Dremio Parquet Vectorized Reader
The Dremio Parquet Vectorized Reader is a specialized engine component within Dremio’s executor nodes responsible for reading Apache Parquet data files. Standard Parquet readers (such as the default record-based reader in older Java frameworks) process files by reading one row at a time, reconstructing row structures in memory before applying filter operations.
Dremio’s Parquet Vectorized Reader processes data by reading columns in parallel blocks, mapping them directly into Apache Arrow columnar buffers in memory. This eliminates the CPU overhead of row reconstruction and maximizes CPU instruction cache efficiency.
Vectorized Reading vs. Row-by-Row Reading
The Parquet file format stores data in column segments called Row Groups. This native columnar structure aligns with Dremio’s in-memory data layout (Apache Arrow). Dremio’s reader leverages this alignment:
- Direct Memory Copying: The reader fetches column data pages from disk or cache and loads them directly into Arrow memory buffers. This processes data without memory serialization translations.
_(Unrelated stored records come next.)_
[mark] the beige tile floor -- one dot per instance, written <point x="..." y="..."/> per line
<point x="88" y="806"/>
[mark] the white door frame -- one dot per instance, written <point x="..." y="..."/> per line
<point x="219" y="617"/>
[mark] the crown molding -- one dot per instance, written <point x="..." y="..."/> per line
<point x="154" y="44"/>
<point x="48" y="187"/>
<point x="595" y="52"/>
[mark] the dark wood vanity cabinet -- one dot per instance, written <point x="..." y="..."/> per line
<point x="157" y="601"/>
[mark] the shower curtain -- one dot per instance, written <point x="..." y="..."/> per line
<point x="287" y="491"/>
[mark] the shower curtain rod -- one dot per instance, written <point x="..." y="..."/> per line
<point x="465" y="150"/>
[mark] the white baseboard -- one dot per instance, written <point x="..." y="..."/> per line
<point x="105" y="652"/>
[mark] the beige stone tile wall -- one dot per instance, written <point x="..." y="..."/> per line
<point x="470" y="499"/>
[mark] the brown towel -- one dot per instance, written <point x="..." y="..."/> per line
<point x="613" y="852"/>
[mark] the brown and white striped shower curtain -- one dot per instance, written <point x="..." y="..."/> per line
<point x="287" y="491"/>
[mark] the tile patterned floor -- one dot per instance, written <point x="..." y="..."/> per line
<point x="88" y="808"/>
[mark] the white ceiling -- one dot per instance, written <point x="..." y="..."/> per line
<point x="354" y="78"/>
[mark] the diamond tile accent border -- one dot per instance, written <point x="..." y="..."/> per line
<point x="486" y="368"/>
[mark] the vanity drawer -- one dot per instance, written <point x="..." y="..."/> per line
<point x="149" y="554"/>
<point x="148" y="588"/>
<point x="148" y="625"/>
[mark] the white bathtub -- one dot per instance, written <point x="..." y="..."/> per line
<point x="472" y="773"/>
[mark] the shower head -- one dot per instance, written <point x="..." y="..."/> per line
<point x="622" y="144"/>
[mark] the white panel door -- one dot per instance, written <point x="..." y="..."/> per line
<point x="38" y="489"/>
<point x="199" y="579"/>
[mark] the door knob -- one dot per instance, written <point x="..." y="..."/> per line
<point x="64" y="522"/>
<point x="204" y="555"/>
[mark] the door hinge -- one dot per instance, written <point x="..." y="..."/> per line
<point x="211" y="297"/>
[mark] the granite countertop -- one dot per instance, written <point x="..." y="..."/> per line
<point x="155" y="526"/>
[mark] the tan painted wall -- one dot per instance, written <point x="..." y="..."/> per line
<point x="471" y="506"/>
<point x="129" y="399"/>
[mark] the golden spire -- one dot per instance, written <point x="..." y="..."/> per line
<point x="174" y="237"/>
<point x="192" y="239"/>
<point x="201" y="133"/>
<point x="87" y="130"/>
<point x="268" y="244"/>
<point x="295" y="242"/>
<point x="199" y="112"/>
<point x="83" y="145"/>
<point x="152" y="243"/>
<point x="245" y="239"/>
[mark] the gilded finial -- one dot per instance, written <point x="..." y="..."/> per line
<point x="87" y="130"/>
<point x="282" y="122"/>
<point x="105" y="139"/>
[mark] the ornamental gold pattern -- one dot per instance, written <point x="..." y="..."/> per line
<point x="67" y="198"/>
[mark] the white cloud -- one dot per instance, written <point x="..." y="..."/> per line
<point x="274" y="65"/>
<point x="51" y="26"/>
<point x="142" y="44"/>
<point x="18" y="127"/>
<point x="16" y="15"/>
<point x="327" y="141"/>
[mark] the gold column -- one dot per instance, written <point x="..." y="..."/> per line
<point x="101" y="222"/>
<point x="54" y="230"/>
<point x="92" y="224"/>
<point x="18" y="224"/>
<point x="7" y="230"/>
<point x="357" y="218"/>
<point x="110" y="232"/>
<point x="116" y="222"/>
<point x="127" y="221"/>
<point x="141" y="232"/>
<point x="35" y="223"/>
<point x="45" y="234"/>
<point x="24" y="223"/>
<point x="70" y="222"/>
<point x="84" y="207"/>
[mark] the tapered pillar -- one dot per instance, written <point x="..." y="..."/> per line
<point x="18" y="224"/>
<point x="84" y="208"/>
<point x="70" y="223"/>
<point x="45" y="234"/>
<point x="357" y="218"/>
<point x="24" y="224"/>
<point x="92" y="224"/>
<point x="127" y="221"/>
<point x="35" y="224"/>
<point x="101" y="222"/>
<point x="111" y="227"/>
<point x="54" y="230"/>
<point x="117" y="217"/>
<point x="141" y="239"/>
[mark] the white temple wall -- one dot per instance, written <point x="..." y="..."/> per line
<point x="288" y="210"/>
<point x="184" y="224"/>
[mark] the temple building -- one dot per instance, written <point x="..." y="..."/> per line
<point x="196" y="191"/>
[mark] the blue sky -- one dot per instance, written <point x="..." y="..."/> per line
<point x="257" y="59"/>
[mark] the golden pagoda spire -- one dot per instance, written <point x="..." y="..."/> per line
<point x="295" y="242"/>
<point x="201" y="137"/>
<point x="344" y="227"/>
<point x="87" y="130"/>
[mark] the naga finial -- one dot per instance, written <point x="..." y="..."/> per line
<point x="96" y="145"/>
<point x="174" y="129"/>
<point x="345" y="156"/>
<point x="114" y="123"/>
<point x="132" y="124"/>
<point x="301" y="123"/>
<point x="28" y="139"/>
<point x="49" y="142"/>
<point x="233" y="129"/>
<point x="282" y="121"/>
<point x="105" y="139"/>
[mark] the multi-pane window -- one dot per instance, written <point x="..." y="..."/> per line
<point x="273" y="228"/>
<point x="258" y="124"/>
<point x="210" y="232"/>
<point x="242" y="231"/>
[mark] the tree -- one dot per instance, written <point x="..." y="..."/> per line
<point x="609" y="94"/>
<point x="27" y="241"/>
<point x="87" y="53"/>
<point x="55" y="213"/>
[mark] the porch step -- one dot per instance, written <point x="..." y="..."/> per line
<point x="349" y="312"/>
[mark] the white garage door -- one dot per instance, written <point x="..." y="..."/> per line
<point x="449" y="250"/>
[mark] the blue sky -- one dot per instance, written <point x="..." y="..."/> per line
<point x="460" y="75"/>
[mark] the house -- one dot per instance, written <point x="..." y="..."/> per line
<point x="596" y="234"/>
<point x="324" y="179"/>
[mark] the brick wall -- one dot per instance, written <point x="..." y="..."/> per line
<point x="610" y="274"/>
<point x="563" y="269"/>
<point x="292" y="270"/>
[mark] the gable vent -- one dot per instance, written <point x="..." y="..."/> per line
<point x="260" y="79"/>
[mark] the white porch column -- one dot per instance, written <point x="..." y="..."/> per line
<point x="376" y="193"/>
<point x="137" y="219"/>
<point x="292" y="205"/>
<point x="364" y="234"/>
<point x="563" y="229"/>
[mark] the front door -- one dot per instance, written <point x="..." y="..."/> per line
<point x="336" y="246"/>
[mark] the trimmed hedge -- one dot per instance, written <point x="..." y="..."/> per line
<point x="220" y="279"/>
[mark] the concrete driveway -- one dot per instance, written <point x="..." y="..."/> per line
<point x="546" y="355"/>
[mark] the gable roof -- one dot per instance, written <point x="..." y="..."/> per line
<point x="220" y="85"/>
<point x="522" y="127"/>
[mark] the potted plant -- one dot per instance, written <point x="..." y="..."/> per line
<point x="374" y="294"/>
- SIMD Instruction Utilization: Because data is loaded as contiguous arrays in memory, executors can apply Single Instruction Multiple Data (SIMD) CPU instructions. This allows a single CPU instruction cycle to filter or evaluate multiple data values simultaneously.
- Volcano Iterator Elimination: Vectorization avoids the overhead of virtual function calls per record, which is a common performance bottleneck in traditional row-based query engines.
Performance Enhancements
The Parquet Vectorized Reader works with other Dremio features to optimize I/O paths:
1. Column Projection Pushdown
If a query requests only three columns from a table with a hundred columns, the reader accesses only the byte offsets for those specific three columns, skipping the rest of the file.
2. Dict-Encoded Filter Pushdown
If a column is dictionary-encoded (a Parquet compression feature), the reader evaluates filter conditions (such as WHERE state = 'CA') against the column’s small dictionary before loading the actual data array. If the dictionary does not contain the filter key, the reader skips loading the entire column segment.
3. C3 Cache Integration
The reader is integrated with the Columnar Cloud Cache (C3). If data blocks are cached on local NVMe SSDs, the reader streams them directly into RAM at NVMe speeds, saturating CPU execution capabilities.